Who could imagine hearing this as most popular answer by a large margin?
The ride home from the game with my parents.
Oh man, the first thing I thought was, “what do I need to do so my children never have a reason to say that?”
Most parents inadvertently make the car ride home miserable for their children. Most are not your stereotypical “crazy” sports parents that yell at referees, loudly second guess coaches or berate their children from the stands.
The large majority are well-intentioned adults just like you and me who recognize the effort their child is putting into an endeavor and are simply trying to help them along the way.
Unfortunately, the child does not see it that way. That same group of college athletes I mentioned earlier were also asked what their parents said to them after a game that made them feel great.
The overwhelming response was 6 magical words:
I love to watch you play.
Wow. So simple. So obvious. How did we all miss it?
Once the game is over, most of the time a young lacrosse player make a rapid transition from athlete back to child.

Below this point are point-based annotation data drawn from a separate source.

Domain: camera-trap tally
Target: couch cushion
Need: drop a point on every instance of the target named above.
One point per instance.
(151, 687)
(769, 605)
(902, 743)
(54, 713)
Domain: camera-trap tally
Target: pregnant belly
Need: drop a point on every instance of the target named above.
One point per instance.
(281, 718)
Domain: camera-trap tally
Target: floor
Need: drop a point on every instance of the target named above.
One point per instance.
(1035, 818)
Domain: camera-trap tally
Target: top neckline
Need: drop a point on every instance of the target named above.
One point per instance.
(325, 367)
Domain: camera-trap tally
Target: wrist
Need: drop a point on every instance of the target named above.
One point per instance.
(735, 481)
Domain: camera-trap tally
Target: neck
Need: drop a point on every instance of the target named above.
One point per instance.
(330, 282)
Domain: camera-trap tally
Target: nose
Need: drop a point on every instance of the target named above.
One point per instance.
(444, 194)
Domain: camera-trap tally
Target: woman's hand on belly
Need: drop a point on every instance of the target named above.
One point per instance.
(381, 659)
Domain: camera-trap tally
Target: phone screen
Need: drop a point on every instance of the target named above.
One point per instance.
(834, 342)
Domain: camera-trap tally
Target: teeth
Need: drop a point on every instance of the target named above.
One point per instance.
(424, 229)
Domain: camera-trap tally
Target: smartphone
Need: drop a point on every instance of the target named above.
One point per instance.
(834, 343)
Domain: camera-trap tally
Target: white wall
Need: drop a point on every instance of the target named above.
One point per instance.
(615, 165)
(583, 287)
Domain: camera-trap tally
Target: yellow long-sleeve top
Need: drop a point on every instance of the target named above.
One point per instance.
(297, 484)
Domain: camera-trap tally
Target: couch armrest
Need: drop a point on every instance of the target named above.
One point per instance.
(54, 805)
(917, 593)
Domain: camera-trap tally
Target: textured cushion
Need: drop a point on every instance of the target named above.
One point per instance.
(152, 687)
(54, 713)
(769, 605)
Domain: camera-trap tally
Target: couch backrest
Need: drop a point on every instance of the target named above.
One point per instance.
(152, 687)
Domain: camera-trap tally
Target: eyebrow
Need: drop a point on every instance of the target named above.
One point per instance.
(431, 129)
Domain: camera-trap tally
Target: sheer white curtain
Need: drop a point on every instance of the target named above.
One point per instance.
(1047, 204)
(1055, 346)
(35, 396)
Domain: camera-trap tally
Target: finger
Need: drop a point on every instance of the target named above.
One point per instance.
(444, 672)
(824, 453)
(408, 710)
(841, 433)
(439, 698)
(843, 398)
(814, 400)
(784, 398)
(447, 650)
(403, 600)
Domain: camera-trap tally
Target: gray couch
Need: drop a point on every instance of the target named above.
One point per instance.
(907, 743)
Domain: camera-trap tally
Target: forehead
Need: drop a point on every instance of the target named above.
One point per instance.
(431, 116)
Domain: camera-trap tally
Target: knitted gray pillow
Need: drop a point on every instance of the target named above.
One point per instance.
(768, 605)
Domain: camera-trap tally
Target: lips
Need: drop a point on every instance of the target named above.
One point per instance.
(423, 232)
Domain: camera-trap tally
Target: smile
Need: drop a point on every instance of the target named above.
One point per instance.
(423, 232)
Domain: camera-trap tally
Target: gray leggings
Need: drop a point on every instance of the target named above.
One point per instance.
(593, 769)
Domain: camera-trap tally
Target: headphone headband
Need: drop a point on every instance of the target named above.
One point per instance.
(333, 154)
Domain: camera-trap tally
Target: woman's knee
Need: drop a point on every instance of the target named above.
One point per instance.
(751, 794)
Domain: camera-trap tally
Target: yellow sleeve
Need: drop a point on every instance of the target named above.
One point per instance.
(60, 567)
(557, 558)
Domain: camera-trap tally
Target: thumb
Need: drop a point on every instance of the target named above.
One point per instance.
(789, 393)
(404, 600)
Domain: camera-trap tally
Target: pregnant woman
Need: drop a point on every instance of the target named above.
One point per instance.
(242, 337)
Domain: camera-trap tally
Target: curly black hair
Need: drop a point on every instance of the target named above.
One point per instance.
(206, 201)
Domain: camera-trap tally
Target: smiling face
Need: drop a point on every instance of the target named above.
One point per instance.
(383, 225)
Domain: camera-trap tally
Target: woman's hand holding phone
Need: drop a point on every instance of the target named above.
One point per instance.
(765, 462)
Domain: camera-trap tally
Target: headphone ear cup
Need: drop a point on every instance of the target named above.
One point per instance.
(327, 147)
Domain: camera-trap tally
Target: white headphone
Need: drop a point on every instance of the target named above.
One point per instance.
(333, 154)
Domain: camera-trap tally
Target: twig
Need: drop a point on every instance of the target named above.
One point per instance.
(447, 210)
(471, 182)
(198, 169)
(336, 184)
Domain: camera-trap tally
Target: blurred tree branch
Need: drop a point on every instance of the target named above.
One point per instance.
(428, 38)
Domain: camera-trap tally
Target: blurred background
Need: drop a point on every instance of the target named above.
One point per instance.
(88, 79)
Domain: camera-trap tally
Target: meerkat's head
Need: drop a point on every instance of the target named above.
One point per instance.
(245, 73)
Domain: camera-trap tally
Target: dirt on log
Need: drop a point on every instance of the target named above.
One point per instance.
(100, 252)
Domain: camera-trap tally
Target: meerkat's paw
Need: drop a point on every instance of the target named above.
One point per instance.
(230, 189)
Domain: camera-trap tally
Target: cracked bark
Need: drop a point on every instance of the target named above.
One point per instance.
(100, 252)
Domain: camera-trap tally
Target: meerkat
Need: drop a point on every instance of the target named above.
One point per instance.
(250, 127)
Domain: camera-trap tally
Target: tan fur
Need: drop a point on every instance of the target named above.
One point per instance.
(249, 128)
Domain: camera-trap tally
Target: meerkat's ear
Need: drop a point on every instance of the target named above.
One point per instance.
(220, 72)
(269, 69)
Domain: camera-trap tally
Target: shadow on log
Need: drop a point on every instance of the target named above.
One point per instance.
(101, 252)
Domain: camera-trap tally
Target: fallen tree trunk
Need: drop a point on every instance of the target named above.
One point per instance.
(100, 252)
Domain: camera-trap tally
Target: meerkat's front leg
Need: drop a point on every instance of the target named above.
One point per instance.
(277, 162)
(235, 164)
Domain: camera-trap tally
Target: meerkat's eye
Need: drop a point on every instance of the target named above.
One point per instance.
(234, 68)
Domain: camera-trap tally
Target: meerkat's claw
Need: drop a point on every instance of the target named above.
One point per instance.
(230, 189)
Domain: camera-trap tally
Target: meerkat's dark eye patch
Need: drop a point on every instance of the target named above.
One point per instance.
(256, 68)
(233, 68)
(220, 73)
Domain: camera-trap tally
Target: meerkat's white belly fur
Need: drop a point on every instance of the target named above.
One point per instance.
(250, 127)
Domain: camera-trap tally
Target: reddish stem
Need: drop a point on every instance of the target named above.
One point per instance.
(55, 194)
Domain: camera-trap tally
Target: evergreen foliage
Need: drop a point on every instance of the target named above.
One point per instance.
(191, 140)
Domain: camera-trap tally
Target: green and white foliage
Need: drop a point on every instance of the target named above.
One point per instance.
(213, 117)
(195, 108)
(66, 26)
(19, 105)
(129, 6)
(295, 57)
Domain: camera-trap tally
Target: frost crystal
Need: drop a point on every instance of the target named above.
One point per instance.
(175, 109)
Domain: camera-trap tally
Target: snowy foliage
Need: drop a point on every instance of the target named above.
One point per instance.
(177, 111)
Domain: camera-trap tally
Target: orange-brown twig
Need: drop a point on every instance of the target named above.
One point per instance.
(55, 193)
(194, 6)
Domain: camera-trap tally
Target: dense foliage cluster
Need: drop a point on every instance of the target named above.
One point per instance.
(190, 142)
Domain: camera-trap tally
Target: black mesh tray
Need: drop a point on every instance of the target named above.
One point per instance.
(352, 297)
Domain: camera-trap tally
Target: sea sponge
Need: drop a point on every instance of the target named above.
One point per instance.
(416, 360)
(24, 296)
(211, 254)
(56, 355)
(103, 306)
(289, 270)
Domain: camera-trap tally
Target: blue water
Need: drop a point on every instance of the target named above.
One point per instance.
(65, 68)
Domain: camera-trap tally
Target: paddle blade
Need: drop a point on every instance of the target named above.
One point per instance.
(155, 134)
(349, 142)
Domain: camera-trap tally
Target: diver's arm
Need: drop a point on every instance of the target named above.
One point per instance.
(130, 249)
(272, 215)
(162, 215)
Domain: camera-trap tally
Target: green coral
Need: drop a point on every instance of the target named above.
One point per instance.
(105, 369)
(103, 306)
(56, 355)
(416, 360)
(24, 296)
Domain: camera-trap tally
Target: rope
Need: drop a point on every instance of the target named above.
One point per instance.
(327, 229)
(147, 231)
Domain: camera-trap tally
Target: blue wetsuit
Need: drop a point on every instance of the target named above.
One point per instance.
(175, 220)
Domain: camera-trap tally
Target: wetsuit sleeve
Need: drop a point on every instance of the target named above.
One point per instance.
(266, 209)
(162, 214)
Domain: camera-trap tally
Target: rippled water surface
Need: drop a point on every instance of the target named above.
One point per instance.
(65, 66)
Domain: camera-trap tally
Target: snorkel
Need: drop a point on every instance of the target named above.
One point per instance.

Unfortunately, as parents, we seem to have a much harder time transitioning from spectator (or in many cases coach) back to parent.
In that same article, those college athletes were asked who they enjoyed watching them play the most. The response seems to obvious, but I would have never guessed:
Overall, grandparents are more content than actual parents to simply enjoy watching their grandchild participate. A grandparent is much more likely to offer a smile and a hug and say those 6 magical words, “I love to watch you play.”
Parents sometimes tend to say things like:
“Why did you take that shot when we talked about not forcing things?”
“Stay focused when you are on the bench.”
“Your coach didn’t have the best team on the field when it mattered most.”
Even if some of the comments are true, our child has most likely heard most of them from their coach and doesn’t want to hear it again from their parents.
Sports provide one of the best ways for our children to take risks and deal with failure because the consequences are not permanent. It’s just a game, so they don’t need us coming to their rescue when things go wrong.
Once you are assured that the team is a safe environment for your child, release that child to the coach and to the game. That way all successes are theirs, and all failures are theirs.
Then we can just sit back, enjoy the game and be sure to tell them, “I love to watch you play.”